We have read with interest the article “Achieving deeper molecular response is associated with a better clinical outcome in chronic myeloid leukemia patients on imatinib front-line therapy” by Etienne et al.1 The article covers an important topic, namely the prognostic value of the surrogate end point “complete molecular response”. But, in our opinion, it has some serious methodological problems concerning the handling of time-varying variables, i.e. the remission status. Since we have seen this kind of analysis reported at many conferences and in the literature, we think it is necessary to discuss the shortfalls of this approach.
Etienne et al. estimated the time to an event or failure starting at the date of the complete cytogenetic remission (CCyR) via Kaplan-Meier curves. Event and failure were defined in the sense of the so-called event-free survival (EFS) and failure-free survival (FFS), respectively. Patients were divided into three groups: CCyR without major molecular remission (CCyR+MMR−), CCyR with MMR but without complete molecular remission (CCyR+MMR+CMR−), and CCyR with MMR and CMR (CCyR+MMR+CMR+). Censoring was carried out at the last observational period under imatinib. Patients without an event or failure that were not observed by at least the median time to CMR were excluded from the analysis.
The well-known Kaplan-Meier estimator for right-censored data has three important assumptions. Firstly, the patients’ samples have to be defined at the starting point independent of the (future) outcome. Secondly, each patient who had not already experienced an event has to continue to be at risk. Thirdly, censoring has to be independent of the outcome as well.

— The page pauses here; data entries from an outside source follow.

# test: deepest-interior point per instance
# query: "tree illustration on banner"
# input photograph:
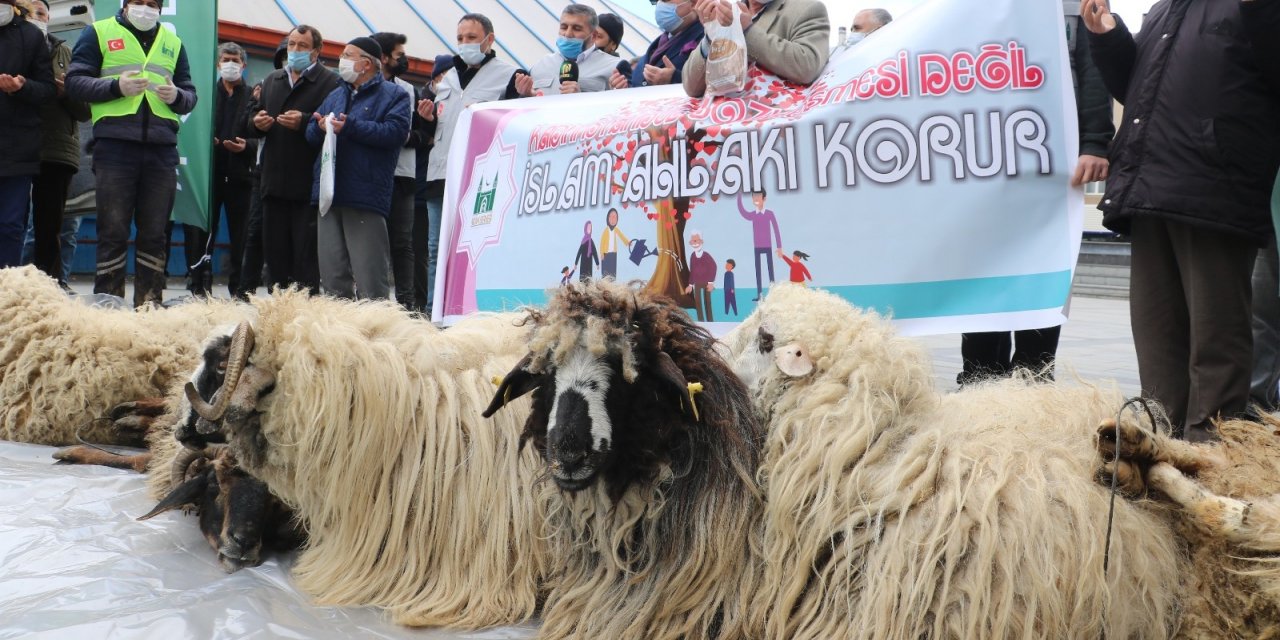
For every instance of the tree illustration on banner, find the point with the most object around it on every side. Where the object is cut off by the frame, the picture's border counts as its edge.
(704, 126)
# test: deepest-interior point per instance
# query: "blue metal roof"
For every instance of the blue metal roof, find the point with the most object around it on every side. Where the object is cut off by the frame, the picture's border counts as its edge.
(525, 28)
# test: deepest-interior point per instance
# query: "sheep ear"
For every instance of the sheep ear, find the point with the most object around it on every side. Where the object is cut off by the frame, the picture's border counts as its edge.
(186, 493)
(792, 360)
(517, 383)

One may argue whether censoring at the last observational period under imatinib can really be considered to be independent of the outcome “death from any cause on or off therapy”, but at least the first and second assumption have been violated here. At the time of CCyR, it is unknown whether or not the patient will achieve a CMR in the future. But to achieve a CMR, it is necessary that the patient survives without an event or failure for a certain period of time. Thus, the classification of the patients into remission groups depended heavily on the outcome and not (as required) by a base-line variable. Excluding the patients with short observation times and without an event, as the Authors did, does not improve the situation but rather increases the problem.
Furthermore, the patients in the CMR group were not at risk until they had achieved a CMR. If they had experienced an event before achieving a CMR they would be in one of the other groups. In contrast, the patients of the CCyR+MMR− group were already at risk from the beginning. Thus one would expect an advantage for the CCyR+MMR+CMR+ group with respect to EFS or FFS even if EFS or FFS were completely independent of the patient’s remission status. This serious time-dependent bias has already been described and discussed in the literature32 and to a fair degree invalidates the results and conclusions of the Authors.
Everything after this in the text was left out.